From its promotional profile, you could think “Last Night In Soho” might just be elemental Giallo-bait, a super-duper simulacrum of psychological thrillers past with a troubled young woman in perpetual peril to bloody result. Edgar Wright’s sixth fiction feature, written with Krysty Wilson-Cairns (“1917”), elevates its play with plot U-turns and Wright’s to-be-expected knowing genre bits and bobs. Eloise Turner (Thomasin McKenzie) comes to London to study to be a fashion designer, following her late mother’s path in the 1960s world which Eloise adores. Grandma (Rita Tushingham) is concerned as she leaves the countryside: “I worry you’ll get all overwhelmed again.”
But Eloise insists: “It must have felt like the center of the universe.” Her dreams and nightmares range from vulgar, bullying female classmates to visions of a 1960s singer-supernova, Sandie (Anya Taylor-Joy), who herself has dreams, dreams of rising effortlessly to stardom at nightclub Café de Paris. Visions that subsume the sleep of a troubled young woman in a tatty London flat? That evokes Polanski’s “Repulsion” (1965), but the blend of troubled personalities that become a single blonde live wire also evokes Ingmar Bergman’s “Persona” (1966). Let the swinging sixties commence. (With a taste of a Kieslowskian “Double Life of Eloise” that never was.) As shot by South Korea’s virtuosic Chung-hoon Chung (“Oldboy,” “The Handmaiden,” “It”), “Last Night in Soho” blends the feel of the modern day and the soundstage, of dream and artifice.
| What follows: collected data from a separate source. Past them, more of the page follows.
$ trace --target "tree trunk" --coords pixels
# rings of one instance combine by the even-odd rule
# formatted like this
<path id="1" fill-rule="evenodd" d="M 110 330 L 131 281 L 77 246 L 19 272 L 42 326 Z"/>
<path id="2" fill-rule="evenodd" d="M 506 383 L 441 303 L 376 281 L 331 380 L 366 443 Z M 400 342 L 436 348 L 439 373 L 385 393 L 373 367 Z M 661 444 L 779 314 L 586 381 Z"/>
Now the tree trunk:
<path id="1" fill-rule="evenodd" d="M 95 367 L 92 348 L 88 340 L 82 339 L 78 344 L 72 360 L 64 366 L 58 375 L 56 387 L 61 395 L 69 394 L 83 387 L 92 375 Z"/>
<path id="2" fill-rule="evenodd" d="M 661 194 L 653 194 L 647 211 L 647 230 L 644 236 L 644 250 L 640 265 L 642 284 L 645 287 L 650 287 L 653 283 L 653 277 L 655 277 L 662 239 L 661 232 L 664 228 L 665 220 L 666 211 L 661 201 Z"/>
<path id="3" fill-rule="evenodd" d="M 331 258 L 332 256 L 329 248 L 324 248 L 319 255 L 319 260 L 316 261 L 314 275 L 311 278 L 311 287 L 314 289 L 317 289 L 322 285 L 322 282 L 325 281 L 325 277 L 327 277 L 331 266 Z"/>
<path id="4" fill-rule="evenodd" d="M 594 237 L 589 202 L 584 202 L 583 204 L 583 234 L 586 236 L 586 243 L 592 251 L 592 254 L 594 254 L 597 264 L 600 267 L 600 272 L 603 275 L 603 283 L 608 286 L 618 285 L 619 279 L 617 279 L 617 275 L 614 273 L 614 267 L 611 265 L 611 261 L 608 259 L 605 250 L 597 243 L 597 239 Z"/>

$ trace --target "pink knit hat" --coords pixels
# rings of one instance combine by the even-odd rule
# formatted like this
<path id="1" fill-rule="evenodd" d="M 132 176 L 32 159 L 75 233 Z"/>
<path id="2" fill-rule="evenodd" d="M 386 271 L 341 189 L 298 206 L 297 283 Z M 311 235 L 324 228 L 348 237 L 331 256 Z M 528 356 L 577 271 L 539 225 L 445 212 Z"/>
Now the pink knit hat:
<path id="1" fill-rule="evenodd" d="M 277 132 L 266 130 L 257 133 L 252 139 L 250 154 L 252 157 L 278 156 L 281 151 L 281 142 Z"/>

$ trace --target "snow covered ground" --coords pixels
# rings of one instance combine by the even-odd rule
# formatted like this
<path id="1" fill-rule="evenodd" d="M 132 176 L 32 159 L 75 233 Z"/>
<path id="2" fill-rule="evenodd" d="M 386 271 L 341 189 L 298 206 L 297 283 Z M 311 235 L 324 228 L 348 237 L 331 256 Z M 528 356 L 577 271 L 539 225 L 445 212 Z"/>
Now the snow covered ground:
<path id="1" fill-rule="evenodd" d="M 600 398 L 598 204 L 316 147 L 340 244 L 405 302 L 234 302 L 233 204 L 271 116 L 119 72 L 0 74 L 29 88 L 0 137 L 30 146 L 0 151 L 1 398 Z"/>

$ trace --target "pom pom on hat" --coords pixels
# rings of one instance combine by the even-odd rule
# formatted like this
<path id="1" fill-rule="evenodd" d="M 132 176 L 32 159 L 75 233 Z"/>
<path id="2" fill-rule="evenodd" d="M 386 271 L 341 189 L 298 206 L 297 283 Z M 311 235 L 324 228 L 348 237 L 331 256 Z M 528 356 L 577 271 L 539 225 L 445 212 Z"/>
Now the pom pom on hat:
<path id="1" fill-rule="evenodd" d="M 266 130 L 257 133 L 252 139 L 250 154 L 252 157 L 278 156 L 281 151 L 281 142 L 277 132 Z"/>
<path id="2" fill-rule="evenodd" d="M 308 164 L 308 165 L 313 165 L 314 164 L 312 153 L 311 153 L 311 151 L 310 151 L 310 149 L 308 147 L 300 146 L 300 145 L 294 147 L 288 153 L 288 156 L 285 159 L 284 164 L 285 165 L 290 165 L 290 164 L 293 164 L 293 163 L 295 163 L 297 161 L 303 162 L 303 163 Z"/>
The color schemes and decors evoke Powell-Pressburger’s “The Red Shoes” (1948) and Michael Powell’s London terror “Peeping Tom” (1960): so much movie madness in the Big Smoke.
There’s witty dialogue and cool costuming, but also appealingly brutal stuff, including a particular nasty, even distasteful turn that will bloom into a gloriously gratifying turn of events. (There are twenty-eight credited songs, duh, including an a cappella “Downtown” by Taylor-Joy.) Mirrors shine and break and reflect: there is a match of gaze between Eloise and Sandie on first meeting through a mirror that offers proper swoon, and Eloise’s controlled, controlling landlady (Diana Rigg) observes, “We all pay for broken mirrors, dear.” Between blocks of end credits, there are punchy flash-frames of late-night modern London streets and alleyways, emptied: a place dreamt and for dreaming still. (Wright shot these after completing the rest of the movie, during lockdown.) With Michael Ajao, Matt Smith and the growling, regal beauty of Terence Stamp at eighty-three as an aged Soho roue.